Lompat ke konten Lompat ke sidebar Lompat ke footer

Masjid Getol Pembangunan, Sepi Pengajian

Shalat maghrib di masjid berjalan sebagaimana biasa. Kebanyakan jamaah sudah pada bubar. Ada juga yang khusuk berdzikir menanti waktu isya'. Sebagian lagi duduk santai di teras masjid. 

Saya sempatkan diri untuk ikutan nimbrung di teras masjid. Sekadar basa-basi. Sudah ada Pak Sukiran menanti. Biasanya, ada pula Pak Manap dan Pak Suryani. Waktu itu langsung pulang. Tinggal saya dan Pak Sukiran saja. Jika semua pada kumpul, obrolan ala bapak-bapak bisa menggema sampai sudut masjid.

Disela-sela obrolan saya dengan Pak Sukiran, datang Pak Mahpud menyapa dari belakang. Jarang-jarang ia ikutan nimbrung. Lebih sering ngeluyur pulang begitu saja. Maklum, rumahnya di ujung barat kampung. Beda dengan kontrakan saya yang hanya sepelemparan batu dari masjid.

"Mas, samean pengurus takmir, to?" 

"Saya, Pak?" 

Saya kira pertanyaan itu ditujukan ke Pak Sukiran, ternyata memang untuk saya. 

"Walah, nggih mboten to pak, sebelah saya ini yang jadi pengurus takmir.

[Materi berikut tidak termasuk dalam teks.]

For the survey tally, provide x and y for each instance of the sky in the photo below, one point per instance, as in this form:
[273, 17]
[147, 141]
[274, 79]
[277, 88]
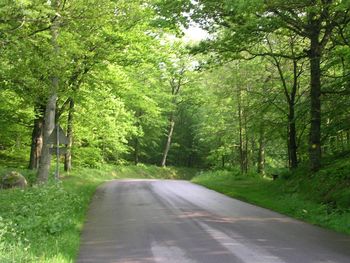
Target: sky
[195, 34]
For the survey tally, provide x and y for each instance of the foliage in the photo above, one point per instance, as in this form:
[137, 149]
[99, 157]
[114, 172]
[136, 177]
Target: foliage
[43, 223]
[321, 199]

Apalah saya ini, cuma pendatang, Pak", jawab saya sekenanya.

Saya senggol Pak Sukiran agar mau mengaku. 

"Wonten dawuh, Pak?" ujar Pak Sukiran penasaran. 

"Saya cuman ngasih masukan saja, Mas, gini", wajah Pak Mahpud terlihat serius, ia melanjutkan, "saya ini seneng dengerin pengajian. Sayangnya masjid ini ndak ada rutinan pengajiannya. Saya sampai jauh-jauh datang ke masjid Muhammadiyah sana, mas. Pengajiannya rutin. Lah piye, disini ndak ada."

Jleb.

Akhirnya saya tidak galau sendirian. Saya bersyukur, ada jamaah seperti Pak Mahpud yang masih memikirkan hadirnya majelis ilmu di masjid. 

Jamaah seperti Pak Mahpud ini layak diundang acara rapat takmir untuk berkeluh kesah. 

Bagi saya pribadi, adanya masjid seharusnya memberi kebermanfaatan terhadap dua hal untuk umat, yaitu amal dan ilmu. Aktivitas jamaah shalat lima waktu misalnya, pasti memberikan manfaat bertambahnya amal. Apakah lantas menambah ilmu? Tidak. Menambah ilmu harus di majelis ilmu. Masjid adalah tempat terbaik menggali ilmu keislaman. Bukankah amal akan tertolak jika tidak disertai ilmu? Sudah sepatutnya amal ibadah dibarengi dengan kajian keilmuan. Inilah fungsi masjid yang perlu direkonstruksi.

Saya merasa, banyak masjid yang lebih getol pada pembangunan fisik, daripada peningkatan kualitas jamaahnya. Apalagi jika aktivitas harian masjid hanya untuk shalat berjamaah saja. Eman-eman -jika tidak ingin mengatakannya prihatin.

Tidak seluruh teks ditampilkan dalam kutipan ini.